According to Hunger Free America’s most recent report, one in four Bronx residents experienced food insecurity between 2018 and 2020. The borough also has the highest level of food insecurity in all of New York City. Households with children were about 15 percent more likely to report having less income for food during the pandemic, according to the NYC Health Epi Data Brief

“The pandemic has really highlighted the issue of food insecurity. Pre-pandemic rates of food insecurity were already unacceptably high for a country as wealthy as the United States,” said Kim Hekimian, a professor at Columbia University’s Institute of Human Nutrition. 

During the pandemic, economic barriers to food grew—45 percent of residents reported less income and 20 percent were unable to buy groceries due to lack of money for food. 

“Rates of food insecurity still remain higher than pre-pandemic,” said Professor Hekimian. 

Hekimian explained that people who experience food insecurity tend to rely on low cost foods that are cheap and accessible. Those foods tend to be high in non-nutritive calories such as sugars, sodium, and other non-essential nutrients. 

Figures from the Centers for Disease Control and Prevention showed that levels of childhood obesity surged to unprecedented levels during the pandemic. This is directly linked to inadequate nutrition. 

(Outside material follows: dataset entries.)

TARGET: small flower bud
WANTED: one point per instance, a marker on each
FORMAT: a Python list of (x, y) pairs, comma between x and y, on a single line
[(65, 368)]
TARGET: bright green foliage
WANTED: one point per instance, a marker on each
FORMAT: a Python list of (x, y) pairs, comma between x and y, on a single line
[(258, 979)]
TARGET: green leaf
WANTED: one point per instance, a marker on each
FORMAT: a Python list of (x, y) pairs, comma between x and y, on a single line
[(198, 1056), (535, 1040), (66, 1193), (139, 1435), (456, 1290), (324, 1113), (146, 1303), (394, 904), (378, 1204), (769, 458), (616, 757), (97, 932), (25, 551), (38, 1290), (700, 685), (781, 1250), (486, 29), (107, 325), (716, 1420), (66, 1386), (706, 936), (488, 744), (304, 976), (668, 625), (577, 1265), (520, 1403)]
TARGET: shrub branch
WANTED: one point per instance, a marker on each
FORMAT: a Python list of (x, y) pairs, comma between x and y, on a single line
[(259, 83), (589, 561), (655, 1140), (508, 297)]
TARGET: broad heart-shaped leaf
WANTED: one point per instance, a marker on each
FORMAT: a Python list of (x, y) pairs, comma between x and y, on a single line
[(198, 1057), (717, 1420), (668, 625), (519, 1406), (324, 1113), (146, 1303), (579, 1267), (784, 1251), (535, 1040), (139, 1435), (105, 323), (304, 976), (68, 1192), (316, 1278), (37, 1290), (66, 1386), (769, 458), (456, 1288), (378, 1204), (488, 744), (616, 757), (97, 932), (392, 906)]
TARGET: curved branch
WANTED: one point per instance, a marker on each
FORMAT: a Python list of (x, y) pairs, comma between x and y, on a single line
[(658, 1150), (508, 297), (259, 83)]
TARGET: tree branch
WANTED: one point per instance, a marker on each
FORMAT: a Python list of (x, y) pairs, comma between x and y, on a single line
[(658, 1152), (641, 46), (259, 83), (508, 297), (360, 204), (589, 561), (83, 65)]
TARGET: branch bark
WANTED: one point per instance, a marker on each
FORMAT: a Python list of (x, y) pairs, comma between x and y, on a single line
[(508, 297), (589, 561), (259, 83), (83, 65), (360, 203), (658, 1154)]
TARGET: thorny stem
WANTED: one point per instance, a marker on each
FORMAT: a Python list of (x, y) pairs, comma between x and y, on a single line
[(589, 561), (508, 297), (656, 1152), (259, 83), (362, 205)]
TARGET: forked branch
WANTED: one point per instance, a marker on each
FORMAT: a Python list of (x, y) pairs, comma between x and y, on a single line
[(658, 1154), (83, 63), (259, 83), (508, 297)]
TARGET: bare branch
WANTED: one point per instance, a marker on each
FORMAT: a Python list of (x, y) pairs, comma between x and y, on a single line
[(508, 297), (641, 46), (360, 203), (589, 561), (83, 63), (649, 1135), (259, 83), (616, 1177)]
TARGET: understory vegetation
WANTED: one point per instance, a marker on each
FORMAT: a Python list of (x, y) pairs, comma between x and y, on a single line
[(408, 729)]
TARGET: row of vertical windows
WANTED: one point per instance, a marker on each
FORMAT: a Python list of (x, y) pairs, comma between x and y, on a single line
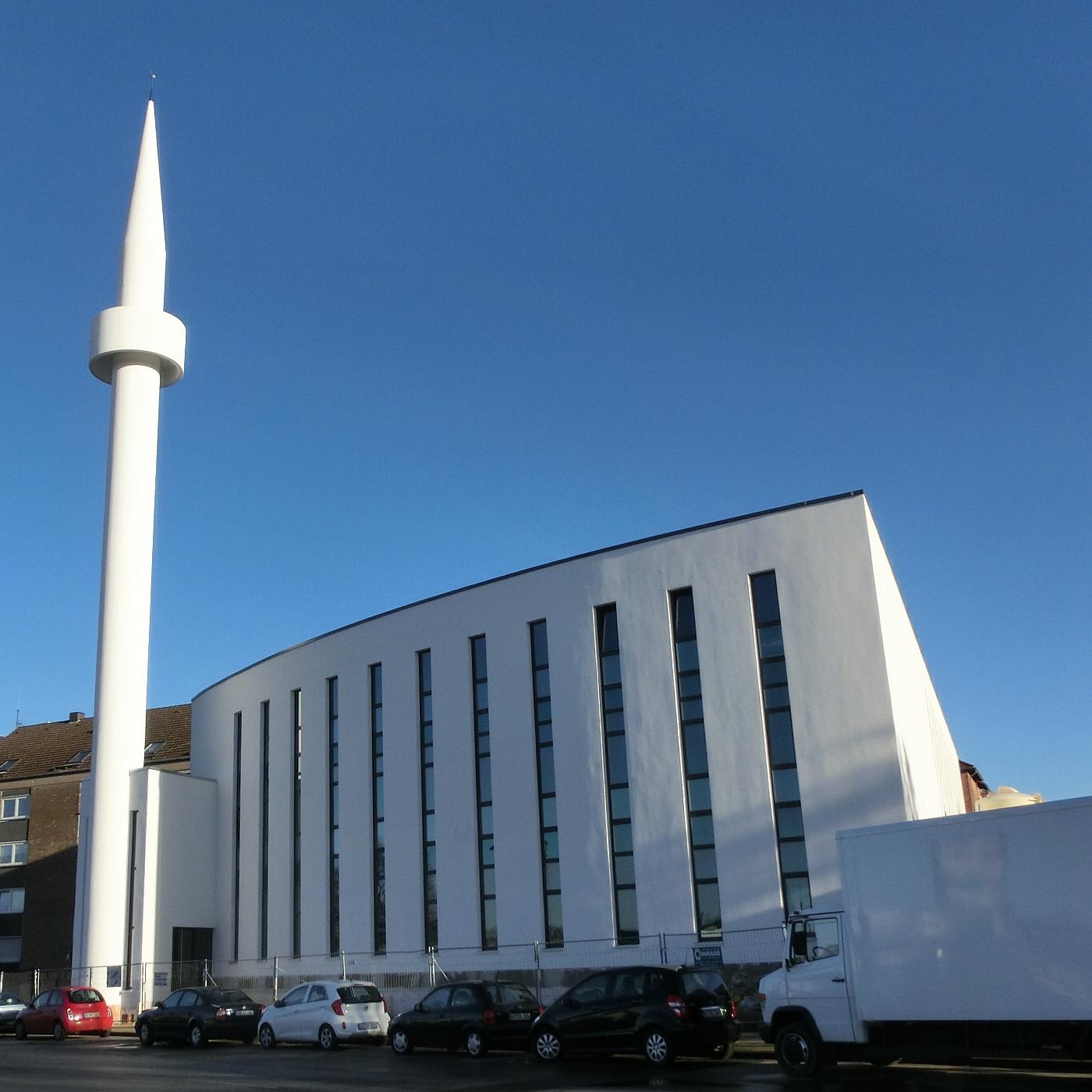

The Edible Academy runs regular activities throughout the year to bring awareness to this issue. 

“We have a program for school trip visits, summer camps, and scout groups,” said Ann Novak, the Edible Academy’s manager.

The most effective way to deal with the diseases caused by malnutrition is to prevent them from happening in the first place, Hekimian explained.

“It is important to teach children to grow food in an urban setting so that they are taught from a young age about fruit and vegetable intake, what dietary guidelines are and how to cook with these foods.”